I can think of a few minor adjustments that would nearly perfect Chez Bananas, and those mostly have to do with the been-there done-that rice and bean side dishes--the black beans are merely starchy and dry, and both rice sides are flinty, underseasoned, and odious. Another tip: If servers could taste the specials, they could speak of them authoritatively. Instead, the ones I asked merely volunteered that the dishes sounded good. Lastly, it would be nice to see some variation in the pork-tenderloin-and-chicken-breast sameness that pervades both the regular menu and the daily specials. If so much can be done with the one white meat and the other white meat, imagine the heights duck, halibut, or squash could climb to.

The kitchen is certainly capable of scaling those heights: I will forevermore maintain that the greatest glory a banana can hope to achieve is to be fried in dark rum and butter à la Chez Bananas, making it as rich and utterly seductive as a fireside featherbed.
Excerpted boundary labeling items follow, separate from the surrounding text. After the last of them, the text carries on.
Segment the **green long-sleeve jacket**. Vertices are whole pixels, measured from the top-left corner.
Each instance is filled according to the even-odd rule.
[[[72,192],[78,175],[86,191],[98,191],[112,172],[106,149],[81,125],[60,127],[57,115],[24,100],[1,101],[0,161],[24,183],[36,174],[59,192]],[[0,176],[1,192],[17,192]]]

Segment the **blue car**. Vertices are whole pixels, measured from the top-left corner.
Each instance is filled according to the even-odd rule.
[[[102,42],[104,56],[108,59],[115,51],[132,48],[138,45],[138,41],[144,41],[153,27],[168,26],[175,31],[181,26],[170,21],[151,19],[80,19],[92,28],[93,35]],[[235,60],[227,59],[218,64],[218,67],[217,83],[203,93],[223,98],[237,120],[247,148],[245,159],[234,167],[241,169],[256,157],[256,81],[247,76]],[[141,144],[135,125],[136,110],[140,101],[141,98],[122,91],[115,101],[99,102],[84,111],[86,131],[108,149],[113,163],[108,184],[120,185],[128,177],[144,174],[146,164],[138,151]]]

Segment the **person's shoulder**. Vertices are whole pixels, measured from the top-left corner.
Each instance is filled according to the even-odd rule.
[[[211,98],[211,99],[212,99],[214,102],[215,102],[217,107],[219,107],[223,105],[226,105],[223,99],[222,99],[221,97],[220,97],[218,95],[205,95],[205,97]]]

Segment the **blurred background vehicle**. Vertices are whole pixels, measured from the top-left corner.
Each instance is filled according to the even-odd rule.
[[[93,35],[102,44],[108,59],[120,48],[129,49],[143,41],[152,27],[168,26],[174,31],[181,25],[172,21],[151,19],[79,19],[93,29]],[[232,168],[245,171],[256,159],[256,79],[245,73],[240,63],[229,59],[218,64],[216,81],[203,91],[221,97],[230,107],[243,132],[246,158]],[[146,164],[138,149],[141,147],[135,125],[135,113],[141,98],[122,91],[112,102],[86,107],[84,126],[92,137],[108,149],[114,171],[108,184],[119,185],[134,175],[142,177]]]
Come to think of it, I bet that if Paul Revere had indulged in a couple of these lush desserts ($4) instead of straight-up rum, he'd have fallen asleep in the saddle and we'd all be using pounds sterling.

 

TABLEHOPPING

PARKING UP THE WRONG TREE: Well, frost my doughnut and call me snookered: There's no Table of Contents opening in southwest Minneapolis after all. Tablehopping aficionados will remember that a few months ago I wrote that we could expect a third ToC somewhere between Lyndale Avenue and the Edina city line before the calendar clicked 2000, but no dice. "It's not happening--not there, no chance," says Bill Coy, general manager of the downtown Minneapolis location. "We had the storefront, we had everything, we were ready to invest and put in everything you need for a restaurant--the kitchen, the venting, the refrigeration--but the city did everything they could to make it not happen."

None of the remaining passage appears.